Kellyanne Conway's "Bowling Green Massacre" wasn't one-time slip-up, Cosmo reveals

Trump adviser cites non-existent 'massacre'
Trump adviser cites non-existent 'massacre'

Kellyanne Conway said she misspoke "one word" on MSNBC's "Hardball" last week. But it turns out that she had mentioned the made-up "Bowling Green massacre" at least once before.

Cosmopolitan's Kristen Mascia reported Monday that Conway brought up the "masterminds behind the Bowling Green massacre" in a January 29 telephone interview. Cosmo didn't print the quote at the time.

Conway, a senior advisor to President Trump, said the same thing on "Hardball with Chris Matthews" four days later. After the interview aired, the "massacre" claim was widely derided. A handful of New Yorkers and hundreds of people in Bowling Green even held fake vigils to remember non-existent victims.

Monday's disclosure by Cosmo is likely to cause even more scrutiny of Conway's credibility.

Related: Will Trump give Conway leniency he won't give media?

Conway did not respond to a request for comment from CNN on Monday.

During the January 29 interview, Mascia wondered what Conway was talking about, so she Googled the phrase and couldn't find any supporting evidence. Mascia moved on without following up, just as Matthews did during his interview of Conway for MSNBC.

"I was trying to mow through a list of fact checking and follow-up questions that day and had little time to follow her down her usual rabbit holes," Mascia wrote on Facebook Monday.

Later, working with her editors, "we made an editorial choice not to churn out misinformation into the atmosphere without doing proper digging," she wrote.
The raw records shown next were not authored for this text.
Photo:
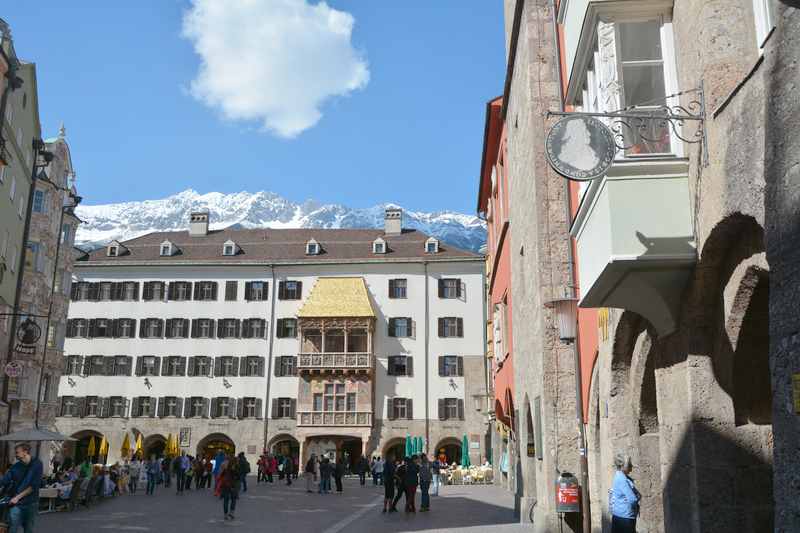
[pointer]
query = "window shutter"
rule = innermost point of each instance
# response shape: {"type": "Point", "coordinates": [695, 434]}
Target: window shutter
{"type": "Point", "coordinates": [135, 407]}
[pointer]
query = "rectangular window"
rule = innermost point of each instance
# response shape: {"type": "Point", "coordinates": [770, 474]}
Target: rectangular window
{"type": "Point", "coordinates": [290, 290]}
{"type": "Point", "coordinates": [398, 288]}
{"type": "Point", "coordinates": [287, 365]}
{"type": "Point", "coordinates": [284, 408]}
{"type": "Point", "coordinates": [451, 327]}
{"type": "Point", "coordinates": [39, 201]}
{"type": "Point", "coordinates": [230, 290]}
{"type": "Point", "coordinates": [450, 288]}
{"type": "Point", "coordinates": [287, 328]}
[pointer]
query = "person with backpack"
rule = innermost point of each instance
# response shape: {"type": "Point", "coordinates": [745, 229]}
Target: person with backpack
{"type": "Point", "coordinates": [244, 469]}
{"type": "Point", "coordinates": [22, 482]}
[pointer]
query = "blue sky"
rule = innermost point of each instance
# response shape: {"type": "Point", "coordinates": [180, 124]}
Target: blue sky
{"type": "Point", "coordinates": [120, 75]}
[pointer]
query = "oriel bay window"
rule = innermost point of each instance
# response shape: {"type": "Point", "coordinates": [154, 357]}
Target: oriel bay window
{"type": "Point", "coordinates": [203, 328]}
{"type": "Point", "coordinates": [451, 409]}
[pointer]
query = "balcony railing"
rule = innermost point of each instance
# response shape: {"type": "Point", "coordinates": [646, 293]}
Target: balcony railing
{"type": "Point", "coordinates": [335, 361]}
{"type": "Point", "coordinates": [334, 418]}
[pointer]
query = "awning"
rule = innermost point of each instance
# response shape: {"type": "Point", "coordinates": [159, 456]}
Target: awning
{"type": "Point", "coordinates": [338, 298]}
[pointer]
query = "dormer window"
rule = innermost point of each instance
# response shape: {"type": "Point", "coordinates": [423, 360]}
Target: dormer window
{"type": "Point", "coordinates": [166, 249]}
{"type": "Point", "coordinates": [229, 248]}
{"type": "Point", "coordinates": [432, 246]}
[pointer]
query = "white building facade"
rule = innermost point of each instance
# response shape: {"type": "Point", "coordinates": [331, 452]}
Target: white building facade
{"type": "Point", "coordinates": [293, 341]}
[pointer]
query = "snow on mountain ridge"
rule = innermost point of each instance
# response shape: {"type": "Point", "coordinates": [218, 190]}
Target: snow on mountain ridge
{"type": "Point", "coordinates": [122, 221]}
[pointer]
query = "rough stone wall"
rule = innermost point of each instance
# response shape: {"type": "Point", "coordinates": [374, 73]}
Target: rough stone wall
{"type": "Point", "coordinates": [783, 253]}
{"type": "Point", "coordinates": [544, 367]}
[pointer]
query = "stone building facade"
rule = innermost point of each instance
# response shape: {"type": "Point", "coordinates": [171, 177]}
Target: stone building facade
{"type": "Point", "coordinates": [295, 341]}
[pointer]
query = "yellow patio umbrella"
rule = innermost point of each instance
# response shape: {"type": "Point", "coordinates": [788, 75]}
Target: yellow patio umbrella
{"type": "Point", "coordinates": [126, 446]}
{"type": "Point", "coordinates": [139, 446]}
{"type": "Point", "coordinates": [90, 451]}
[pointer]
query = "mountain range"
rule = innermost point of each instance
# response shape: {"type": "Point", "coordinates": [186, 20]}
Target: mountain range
{"type": "Point", "coordinates": [122, 221]}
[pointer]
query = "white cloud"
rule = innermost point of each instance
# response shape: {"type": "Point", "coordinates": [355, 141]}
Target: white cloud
{"type": "Point", "coordinates": [274, 61]}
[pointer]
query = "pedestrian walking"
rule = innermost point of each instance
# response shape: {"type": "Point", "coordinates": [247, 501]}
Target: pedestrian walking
{"type": "Point", "coordinates": [436, 471]}
{"type": "Point", "coordinates": [21, 483]}
{"type": "Point", "coordinates": [244, 469]}
{"type": "Point", "coordinates": [388, 485]}
{"type": "Point", "coordinates": [310, 472]}
{"type": "Point", "coordinates": [623, 498]}
{"type": "Point", "coordinates": [338, 473]}
{"type": "Point", "coordinates": [229, 480]}
{"type": "Point", "coordinates": [425, 475]}
{"type": "Point", "coordinates": [134, 471]}
{"type": "Point", "coordinates": [362, 467]}
{"type": "Point", "coordinates": [325, 472]}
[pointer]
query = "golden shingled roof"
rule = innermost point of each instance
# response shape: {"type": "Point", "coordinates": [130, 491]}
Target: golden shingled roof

In light of the MSNBC flap, Mascia and her editors reviewed her transcript and decided to publish the quotes.

Conway defended Trump's controversial travel ban to Mascia by saying that former President Obama similarly enacted a "ban on Iraqi refugees" in 2011.

"He did, it's a fact," Conway said, according to Cosmo's transcript.

(The move was different from Trump's travel ban, as CNN explained here.)

Conway continued: "Why did he do that? He did that for exactly the same reasons. He did that because two Iraqi nationals came to this country, joined ISIS, traveled back to the Middle East to get trained and refine their terrorism skills and come back here and were the masterminds behind the Bowling Green massacre of taking innocent soldiers' lives away."

There was no massacre. Two Iraqi refugees were charged and convicted of trying to send weapons to Iraq, with the aim of attacking American troops there, but the plot was foiled. There was no plot to attack Bowling Green.

Conway said in an interview with Fox News before the Cosmo transcript was revealed that she simply "misspoke" on MSNBC, but that her "haters" would be talking about it "for a week."

The Cosmo interview suggests otherwise.

Mascia wrote on Facebook that when she saw the "Hardball" interview, "it didn't surprise me that the comment was premeditated and that she'd tried it on multiple writers (who knows who else she auditioned it with, frankly). But others out there may not know this about her, and they should. We must call out the WH for stuff like this because it's egregious and totally unacceptable."

Cosmo reached out to Conway before publishing the "Bowling Green" quotes. In a text exchange on Sunday, Conway said, "Frankly they were terrorists in Bowling Green but their massacre took place in Iraq. At least this got clear-thinking people to focus on what did happen in Bowling Green. I gave new life to that ABC News investigative report and the fact that these two Iraqi nationals came to the US with a plan of death and destruction."

This is the ABC News story from 2013 that she cited.

Conway also coined the term "alternative facts" in January while defending Trump's false claim about the size of the crowd at the inauguration.

Some critics have said journalists have to rethink the way they interview Conway and other Trump aides.

"This is a pattern of behavior," communications strategist and former "Apprentice" contestant Tara Dowdell said on CNN's "Reliable Sources" on Sunday.

Spectrum News political anchor Errol Louis, however, said TV networks can't forgo interviewing administration officials or ignore what they say.

"If this is the source of information that you're going to get, even if it's fake or false, or it's spin, you've got to adapt to that," he said, emphasizing fact-checking.